In Canada’s new federal budget, the country set up a tax framework that would tax adult-use and medical cannabis at the same high level.
Medical marijuana patients in the Great White North are fuming after learning the Canadian government included medical marijuana taxes in its federal budget.
In the budget released on Monday, Feb. 26, the Canadian government confirmed that it would be applying a 10 percent excise tax to all cannabis — both for medical patients and adult users.
Leading the calls against the move is Canadians for Fair Access to Medical Marijuana (CFAMM), an Ontario-based non-profit focused on supporting medical cannabis patients. The non-profit has been campaigning against the idea of taxing the sick since the idea was first floated by the Minister of Finance last November.
“We have heard from tens of thousands of patients across the country,” said Jonathan Zaid, Executive Director of CFAMM in a statement. “This new tax adds insult to injury for a community of patients already struggling to afford their medicine.”
The main reason behind the new wave of criticism from patients is the fact all of the cannabis products sold under Canada’s proposed Cannabis Act for medical purposes will be subject to the taxes and conditions of the general legal-pot structure being constructed in Ottawa, the capital city of Canada. People growing their own medicine will only be taxed at the point of sale for their seeds or starter plants.

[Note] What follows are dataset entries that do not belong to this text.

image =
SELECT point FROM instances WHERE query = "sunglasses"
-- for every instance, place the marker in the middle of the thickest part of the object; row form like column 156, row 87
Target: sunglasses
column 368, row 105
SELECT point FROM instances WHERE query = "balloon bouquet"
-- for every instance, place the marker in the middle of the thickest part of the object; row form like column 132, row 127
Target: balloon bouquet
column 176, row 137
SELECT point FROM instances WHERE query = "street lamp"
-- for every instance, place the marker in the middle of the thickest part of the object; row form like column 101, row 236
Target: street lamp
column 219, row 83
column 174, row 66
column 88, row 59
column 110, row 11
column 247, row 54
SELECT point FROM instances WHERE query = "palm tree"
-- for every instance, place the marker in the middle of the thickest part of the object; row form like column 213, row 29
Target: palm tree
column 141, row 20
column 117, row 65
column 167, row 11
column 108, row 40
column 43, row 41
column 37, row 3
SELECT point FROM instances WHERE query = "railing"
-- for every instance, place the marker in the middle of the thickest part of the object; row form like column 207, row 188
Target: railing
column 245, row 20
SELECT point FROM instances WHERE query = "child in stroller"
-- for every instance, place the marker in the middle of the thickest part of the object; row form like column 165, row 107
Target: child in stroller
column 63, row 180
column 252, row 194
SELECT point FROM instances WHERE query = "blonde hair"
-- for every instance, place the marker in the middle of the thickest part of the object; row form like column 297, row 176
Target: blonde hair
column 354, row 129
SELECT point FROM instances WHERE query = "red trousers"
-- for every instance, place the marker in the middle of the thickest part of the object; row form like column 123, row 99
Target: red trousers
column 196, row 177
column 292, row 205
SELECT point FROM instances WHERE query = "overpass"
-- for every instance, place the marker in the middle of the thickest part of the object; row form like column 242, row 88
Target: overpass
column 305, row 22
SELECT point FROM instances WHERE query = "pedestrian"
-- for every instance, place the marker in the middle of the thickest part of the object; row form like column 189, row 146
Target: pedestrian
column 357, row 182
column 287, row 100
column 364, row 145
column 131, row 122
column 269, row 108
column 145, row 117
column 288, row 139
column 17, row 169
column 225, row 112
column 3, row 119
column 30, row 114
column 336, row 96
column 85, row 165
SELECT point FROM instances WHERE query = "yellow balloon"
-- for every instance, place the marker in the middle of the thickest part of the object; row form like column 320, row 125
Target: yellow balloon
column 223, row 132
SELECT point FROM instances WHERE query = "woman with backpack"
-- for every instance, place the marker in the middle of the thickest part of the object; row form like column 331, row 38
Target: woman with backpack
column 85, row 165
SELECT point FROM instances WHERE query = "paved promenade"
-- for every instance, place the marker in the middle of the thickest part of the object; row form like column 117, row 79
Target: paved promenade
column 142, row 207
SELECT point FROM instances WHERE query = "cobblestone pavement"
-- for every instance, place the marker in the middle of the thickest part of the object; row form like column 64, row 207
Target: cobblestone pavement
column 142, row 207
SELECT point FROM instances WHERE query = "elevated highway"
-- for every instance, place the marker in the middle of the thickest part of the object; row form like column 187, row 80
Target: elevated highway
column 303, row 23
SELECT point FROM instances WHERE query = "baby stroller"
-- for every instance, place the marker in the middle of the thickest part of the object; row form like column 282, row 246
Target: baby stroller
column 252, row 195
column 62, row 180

Zaid also mentioned the border-transcending fact that medical cannabis patients rarely have the cost of their medicine covered by insurance and it is also the only medicine to which a sales tax is applied.
“A recent Environics poll found that a majority of Canadians (62 percent) are opposed to taxing medical cannabis,” said Zaid. “And to date, over 16,000 Canadians and a group of 12 non-profits have advocated for the elimination of it. Despite this fierce opposition, the federal government decided to forge ahead, implementing the new tax in its federal budget.”
The government did decide to exempt “low-THC cannabidiol [CBD] oils, which are sometimes used with children facing certain medical conditions,” according to Civilized. But Zaid said this will only help the small minority of patients that use those products.
“It’s quite clear that Canadians understand that taxing medical cannabis is unfair and wrong,” said Zaid.
“Exempting a small minority of patients does not address the affordability issue and implies some patients are more legitimate than others,” said Zaid. “Looking into a reimbursement program implies patients can afford to pay for their medicine in the first instance. They can’t.”
Besides the taxes, the medical aspects of the government’s pot plan are pretty decent. CFAMM said they’re pleased to see it include Health Canada evaluating the drug review and approval process to ensure it keeps up with cannabis developments. However, they are urging the government to commit to meaningful timelines and research.
David Berg, the president and chief technology officer of the Canadian tech company Strainprint, called the issue contentious and backed the efforts of CFAMM and other organizations working to convince the government and Health Canada to go in another direction.
“A purchase of cannabis will be subject to local sales taxes province by province, and then a federal tax levy of about $1 per gram,” said Berg. “There is currently no differential between taxes for recreation or medical patients.”
The actual tax revenue patients, and everyone else, will produce has been a hot issue in its own right. In December, the government announced an agreement that would send 75 cents of every dollar collected from cannabis during the first two years to the provinces. At the time, the Canadian Broadcasting Company noted that was a big jump from the 50-50 split the federal government had proposed as recently as November.
Marshall Rutman, vice president of marketing at the medical cannabis company Resolve Digital Health, said that he thinks the Canadian government is concerned that “recreational users may try to obtain prescriptions in order to avoid paying taxes.”
“I feel that legitimate cannabis patients shouldn’t have to pay more for their prescribed medicine because of the fear that the system will be abused,” said Rutman. “We should be ensuring adequate checks and balances are in place at the point of prescription, then trusting physicians to discern whether a medical need exists. If there is a true medical need, prescription cannabis should be treated as any other physician prescribed medication from a taxation standpoint.”